Так продолжалось не очень долго после её возвращения в обитель. И вдруг она услышала весть, что царь Борис неожиданно преставился и уже похоронен в Архангельском соборе, где лежат все предшествующие русские цари, и похоронен под именем Боголепа — по примеру всех царей нечестивец успел принять перед смертью схиму, умереть монахом.
Весть эта вроде бы её нисколько не удивила и даже вроде бы не задела.
Однако она поинтересовалась у своих глупых стражей:
— И кто же будет царствовать теперь?
Она была готова услышать самое невероятное...
Недотёпы-стражи посмотрели на неё как на недалёкую умом. Обе монахини одновременно повертели пальцами у висков.
— Матушка, — сжалилась наконец одна, — нешто ещё не слышала? Горемычная... Ведь в церкви говорено батюшкой... Царь у нас теперь — Фёдор Борисович. А пока он не войдёт в зрелые года, то при нём его матушка, Марья Григорьевна... И ей народ присягу принёс...
Что говорили дальше грозные стражи — инокиня Марфа не слышала. Имя ненавистной жестокой Марьи обожгло душу новым огнём. Она поняла, что перемены в Москве ничего хорошего ей не сулят. Она хотела расспросить, что слышно о появившемся вроде бы на рубежах царевиче Димитрии, хотела потешить себя каким-нибудь явным прискорбием, которое грозит царице Марье, да не посмела спросить. Убоялась, к тому же знала, что попытка окажется напрасной.
Так миновало ещё какое-то время. В молитвах да в постах оно тянулось медленно, как обычно. А там нагрянуло новое лето с короткими ночами — словно взмах над зеницею глазного века. И вдруг...
Собственно, об этом нельзя и сказать, чтобы так уж вдруг. Ей по-прежнему снились всё те же сны. И вокруг ничего вроде бы не менялось, если не считать, что с нею всё чаще и чаще заводила беседы сама игуменья. Игуменья стала заходить к ней в келью. Стала расспрашивать о здоровье, говорила о погоде, жаловалась на свои собственные недомогания, как-то: ломота в костях и боли в пояснице.
Наконец игуменья поведала:
— Ой, не знаю, чем всё закончится. Да только в Москве, говорят, творится бог весть что... — Сказала и оглянулась.
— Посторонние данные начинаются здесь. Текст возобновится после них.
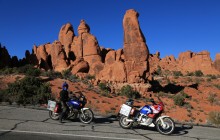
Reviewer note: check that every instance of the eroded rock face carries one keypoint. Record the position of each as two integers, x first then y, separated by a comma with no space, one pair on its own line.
135,50
186,62
217,62
86,46
66,36
4,57
58,57
196,61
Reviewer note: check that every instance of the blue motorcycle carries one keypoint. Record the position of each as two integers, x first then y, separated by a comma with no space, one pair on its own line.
76,109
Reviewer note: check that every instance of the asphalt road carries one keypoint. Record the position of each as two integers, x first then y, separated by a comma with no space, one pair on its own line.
23,123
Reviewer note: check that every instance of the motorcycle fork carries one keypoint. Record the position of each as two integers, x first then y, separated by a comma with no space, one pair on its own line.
163,124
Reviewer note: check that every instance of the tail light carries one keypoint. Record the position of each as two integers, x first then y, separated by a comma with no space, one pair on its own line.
132,111
56,109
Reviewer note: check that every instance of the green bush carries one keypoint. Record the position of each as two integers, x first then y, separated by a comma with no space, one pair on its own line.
103,86
90,77
33,72
212,76
129,92
177,73
212,98
4,96
217,86
30,90
52,74
190,73
214,118
73,78
6,71
66,73
199,73
179,100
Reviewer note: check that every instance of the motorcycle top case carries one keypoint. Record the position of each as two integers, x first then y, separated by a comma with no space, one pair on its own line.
51,105
145,110
74,103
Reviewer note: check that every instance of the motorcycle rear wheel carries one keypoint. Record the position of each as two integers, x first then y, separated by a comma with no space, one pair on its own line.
87,116
123,123
168,128
53,115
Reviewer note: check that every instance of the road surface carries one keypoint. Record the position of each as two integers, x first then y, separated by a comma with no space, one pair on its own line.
32,124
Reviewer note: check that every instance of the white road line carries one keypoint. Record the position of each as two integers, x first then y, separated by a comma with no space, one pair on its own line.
86,136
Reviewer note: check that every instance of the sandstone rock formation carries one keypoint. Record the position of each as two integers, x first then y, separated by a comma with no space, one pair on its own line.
58,57
186,62
136,52
4,57
132,64
66,36
217,62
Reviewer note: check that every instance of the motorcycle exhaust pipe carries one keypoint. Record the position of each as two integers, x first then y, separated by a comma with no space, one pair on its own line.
129,120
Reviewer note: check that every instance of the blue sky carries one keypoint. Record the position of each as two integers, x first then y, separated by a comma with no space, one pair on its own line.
169,26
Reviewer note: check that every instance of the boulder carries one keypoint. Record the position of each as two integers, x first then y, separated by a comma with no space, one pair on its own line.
82,67
4,57
66,37
135,48
58,57
114,72
217,62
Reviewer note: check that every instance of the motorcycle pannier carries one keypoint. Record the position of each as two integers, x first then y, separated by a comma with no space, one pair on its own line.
51,105
125,110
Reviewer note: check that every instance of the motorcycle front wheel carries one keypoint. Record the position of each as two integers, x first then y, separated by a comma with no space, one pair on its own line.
87,116
124,123
168,126
53,115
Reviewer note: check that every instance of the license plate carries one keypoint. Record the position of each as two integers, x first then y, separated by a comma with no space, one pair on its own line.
125,110
51,105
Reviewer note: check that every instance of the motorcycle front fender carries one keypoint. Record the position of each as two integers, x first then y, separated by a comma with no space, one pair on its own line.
161,119
85,109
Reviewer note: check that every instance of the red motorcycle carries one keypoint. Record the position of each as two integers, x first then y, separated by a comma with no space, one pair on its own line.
148,115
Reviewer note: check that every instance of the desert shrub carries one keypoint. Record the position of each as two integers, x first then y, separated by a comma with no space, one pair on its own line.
103,86
185,95
158,71
90,77
29,90
26,69
129,92
177,73
199,73
212,98
212,76
214,118
179,100
52,74
66,73
190,73
73,78
4,96
6,71
217,86
33,72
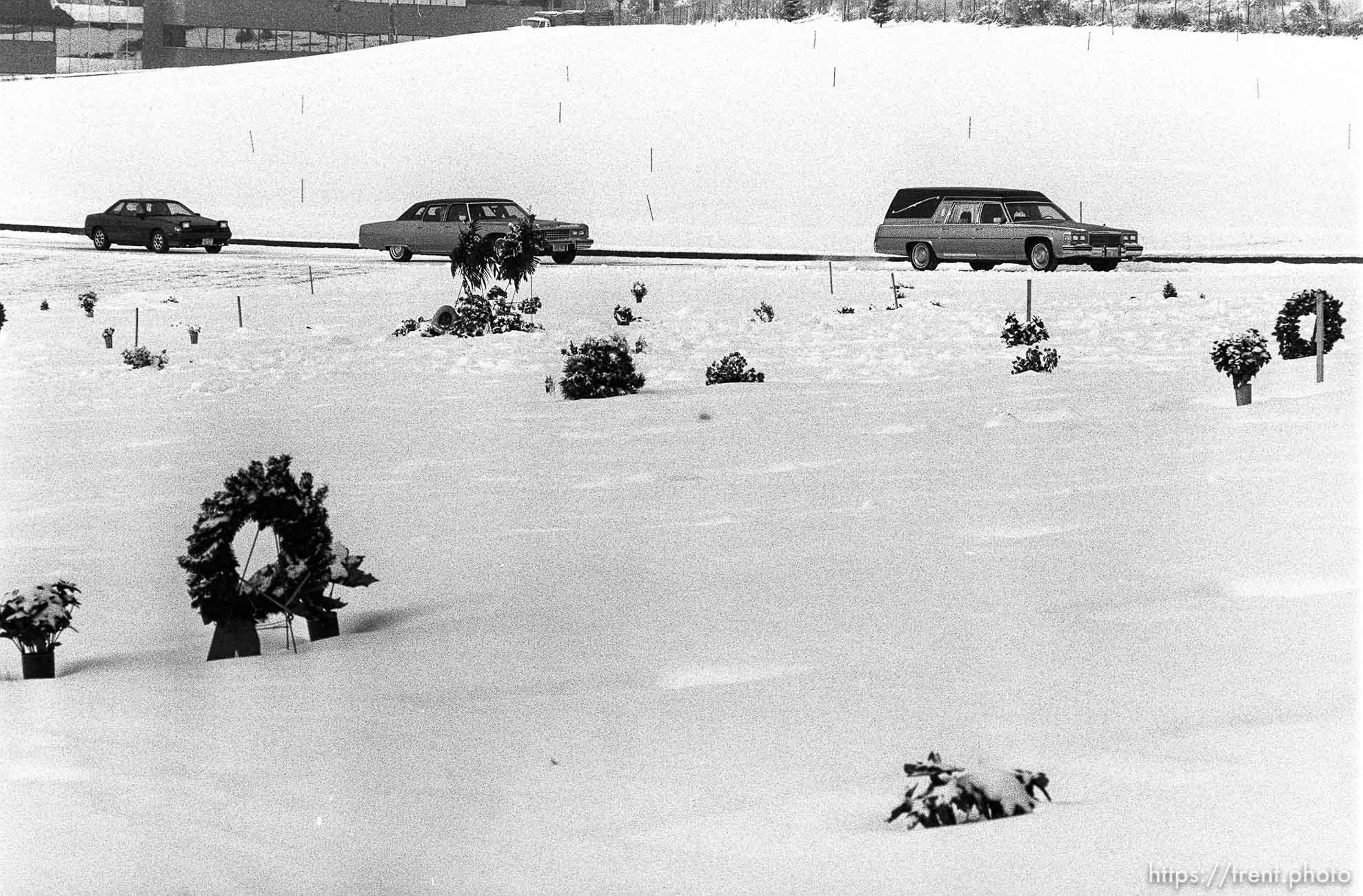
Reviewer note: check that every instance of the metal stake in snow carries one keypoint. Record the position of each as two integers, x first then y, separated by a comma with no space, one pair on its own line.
1320,336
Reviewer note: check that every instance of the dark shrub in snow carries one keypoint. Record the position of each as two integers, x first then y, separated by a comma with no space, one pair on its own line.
1289,327
598,368
1028,334
1038,360
732,368
1242,356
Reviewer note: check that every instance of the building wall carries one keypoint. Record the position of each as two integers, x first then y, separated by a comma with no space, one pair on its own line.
28,57
318,17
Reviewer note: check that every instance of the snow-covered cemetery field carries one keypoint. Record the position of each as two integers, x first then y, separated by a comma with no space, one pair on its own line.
685,640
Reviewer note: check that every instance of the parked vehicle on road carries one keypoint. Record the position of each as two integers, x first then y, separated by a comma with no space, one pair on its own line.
157,224
432,227
990,226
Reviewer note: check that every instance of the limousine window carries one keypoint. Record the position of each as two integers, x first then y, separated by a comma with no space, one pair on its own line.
1036,212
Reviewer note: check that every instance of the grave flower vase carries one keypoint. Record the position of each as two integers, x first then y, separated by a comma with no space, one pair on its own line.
41,665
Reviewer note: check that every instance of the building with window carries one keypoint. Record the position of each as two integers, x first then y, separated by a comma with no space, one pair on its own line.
111,34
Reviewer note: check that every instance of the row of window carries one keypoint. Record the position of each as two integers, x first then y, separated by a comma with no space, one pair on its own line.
276,40
28,33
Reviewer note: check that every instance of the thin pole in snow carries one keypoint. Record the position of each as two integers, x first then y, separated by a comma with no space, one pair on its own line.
1320,336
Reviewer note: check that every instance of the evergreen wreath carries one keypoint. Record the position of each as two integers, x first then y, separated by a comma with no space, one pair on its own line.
1289,327
269,496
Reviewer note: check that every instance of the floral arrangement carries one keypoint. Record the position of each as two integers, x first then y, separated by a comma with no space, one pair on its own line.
1241,356
1028,334
34,617
598,368
1289,327
1036,360
732,368
142,357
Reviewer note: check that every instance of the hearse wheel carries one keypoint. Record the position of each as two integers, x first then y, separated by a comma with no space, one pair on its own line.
1040,258
922,256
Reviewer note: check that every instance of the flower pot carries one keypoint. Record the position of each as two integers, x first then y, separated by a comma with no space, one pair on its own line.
326,625
236,638
41,665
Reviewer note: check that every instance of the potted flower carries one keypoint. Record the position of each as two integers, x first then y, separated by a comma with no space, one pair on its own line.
33,618
1241,357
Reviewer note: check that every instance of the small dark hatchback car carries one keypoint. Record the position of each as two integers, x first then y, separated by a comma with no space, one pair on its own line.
990,226
157,224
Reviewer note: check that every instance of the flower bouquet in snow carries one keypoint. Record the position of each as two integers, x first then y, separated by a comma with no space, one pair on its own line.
33,618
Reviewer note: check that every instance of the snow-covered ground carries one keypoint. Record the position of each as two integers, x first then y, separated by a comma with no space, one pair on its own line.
682,642
763,135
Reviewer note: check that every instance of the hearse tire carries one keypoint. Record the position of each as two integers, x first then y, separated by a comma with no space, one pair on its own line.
922,256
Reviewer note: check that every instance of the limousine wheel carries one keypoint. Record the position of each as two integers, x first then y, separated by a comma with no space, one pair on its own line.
1040,256
922,256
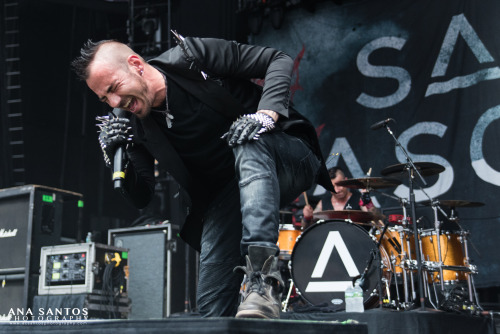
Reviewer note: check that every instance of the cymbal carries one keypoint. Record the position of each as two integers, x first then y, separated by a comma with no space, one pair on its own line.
369,182
455,203
357,216
425,168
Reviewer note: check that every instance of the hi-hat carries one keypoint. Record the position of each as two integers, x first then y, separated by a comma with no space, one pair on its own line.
357,216
454,203
424,168
369,183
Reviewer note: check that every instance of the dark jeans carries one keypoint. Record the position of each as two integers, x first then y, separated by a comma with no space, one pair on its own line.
272,172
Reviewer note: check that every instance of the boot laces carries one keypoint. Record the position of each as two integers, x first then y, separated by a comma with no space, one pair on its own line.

Инокиня Марфа не поддержала разговора в первую встречу, но когда игуменья заговорила подобным образом вторично, а затем и в третий раз — ответила встречным вопросом:
— Да что же там может быть, матушка игуменья? Бог не допустит ничего страшного...
Сказала, а у самой душа зашлась от тягостных воспоминаний... Бог уже допустил страшное.
Игуменья зашептала, оглядываясь на дверь:
— Кто ведает, чего хочет Бог? И когда начнёт карать за грехи наши?
Вот тут-то и закралось новое подозрение в душу инокини Марфы.
— Дак что будет с детьми Бориса Годунова? — спросила она с тайною лукавою надеждою, пусть уж Бог простит. — Говорят, люди им уже присягнули.
Игуменья покачала головою:
— Присягнули, да присяга не всегда присяга, — и больше ничего не говорила.
В тот же день инокиня Марфа вдруг заметила, что от неё убраны её стражи.
Она могла перемещаться по обители куда и когда хотела. Могла выйти за крепкие стены и сидеть сколько угодно в ожившем монастырском садике, где на деревьях распускались листочки. Могла любоваться зазеленевшим лесом, коровьим пёстрым стадом. Она наблюдала, как животные спускаются к воде и как пастушки, молодые послушницы, ласково обращаются с несмышлёными весёлыми телятами, у которых постоянно хвост трубою. Девичьи руки гладили телячьи головы и почёсывали те места, где у животных когда-нибудь вырастут рога.
Однажды за таким занятием-наблюдением её застала игуменья. Прикрывая глаза от яркого солнца, игуменья остановилась, вроде бы тоже ради восхищения увиденным за рекою. Однако не то её занимало. Инокиня Марфа поняла сразу. Игуменья опустилась рядом на замшелую скамейку и заговорила снова о том, что должно якобы совершаться сейчас в Москве.